I have this streaming state type:

type StreamState =
| { status: "idle" }
| { status: "streaming"; content: string }
| { status: "complete"; content: string };

I need to add:
1. A "rate_limited" state with retry_after seconds
2. A "cancelled" state (user stopped generation)

Update my type and show me how the exhaustive switch catches
the new states I need to handle.

What you're learning: How adding variants to a discriminated union forces you to handle them everywhere—this is exactly the safety net that prevents bugs when requirements change.

Prompt 3: Nested Discriminated Unions

My AI can respond with content OR tool calls. When it's a tool call,
the tool can be "function" (with name/arguments) or "code_interpreter"
(with code/output). Help me model this with nested discriminated unions:

- Content response: has text and finish_reason
- Tool call response: has tool_type discriminator
- Function tool: has name and arguments
- Code interpreter: has code and output

Write the types and a handler that processes each case.

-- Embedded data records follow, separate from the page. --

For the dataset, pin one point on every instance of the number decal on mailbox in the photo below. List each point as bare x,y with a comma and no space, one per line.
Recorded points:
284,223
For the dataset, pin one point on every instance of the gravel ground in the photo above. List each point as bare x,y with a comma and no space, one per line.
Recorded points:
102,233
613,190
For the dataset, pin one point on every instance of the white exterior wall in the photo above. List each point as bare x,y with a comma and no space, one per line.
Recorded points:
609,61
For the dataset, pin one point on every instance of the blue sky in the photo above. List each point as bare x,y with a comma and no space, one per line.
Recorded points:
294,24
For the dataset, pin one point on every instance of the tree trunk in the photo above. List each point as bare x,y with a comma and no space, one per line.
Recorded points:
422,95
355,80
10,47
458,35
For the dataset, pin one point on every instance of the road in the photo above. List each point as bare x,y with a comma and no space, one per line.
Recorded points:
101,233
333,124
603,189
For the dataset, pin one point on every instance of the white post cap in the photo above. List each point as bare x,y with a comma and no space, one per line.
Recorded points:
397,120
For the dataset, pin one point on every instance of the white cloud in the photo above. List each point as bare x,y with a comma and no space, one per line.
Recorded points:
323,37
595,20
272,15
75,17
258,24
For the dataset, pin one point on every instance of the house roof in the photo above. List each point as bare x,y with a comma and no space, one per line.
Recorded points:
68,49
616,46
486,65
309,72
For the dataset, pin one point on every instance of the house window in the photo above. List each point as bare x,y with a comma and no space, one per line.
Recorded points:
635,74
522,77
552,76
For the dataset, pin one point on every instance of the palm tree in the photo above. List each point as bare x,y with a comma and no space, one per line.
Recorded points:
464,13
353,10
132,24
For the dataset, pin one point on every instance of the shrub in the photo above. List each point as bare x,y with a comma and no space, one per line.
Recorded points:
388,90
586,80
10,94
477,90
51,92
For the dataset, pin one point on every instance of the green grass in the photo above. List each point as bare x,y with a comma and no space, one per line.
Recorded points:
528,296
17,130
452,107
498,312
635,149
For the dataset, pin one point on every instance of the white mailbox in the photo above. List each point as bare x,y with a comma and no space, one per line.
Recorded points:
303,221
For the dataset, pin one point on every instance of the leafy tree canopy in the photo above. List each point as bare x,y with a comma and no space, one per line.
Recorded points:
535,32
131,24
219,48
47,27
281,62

What you're learning: Complex AI responses often have multiple levels of discrimination. Nesting unions keeps each level focused and type-safe.


Safety Note: When modeling AI states, always include an error state. AI APIs can fail unexpectedly—rate limits, network issues, model errors. Your discriminated union should make it impossible to forget error handling.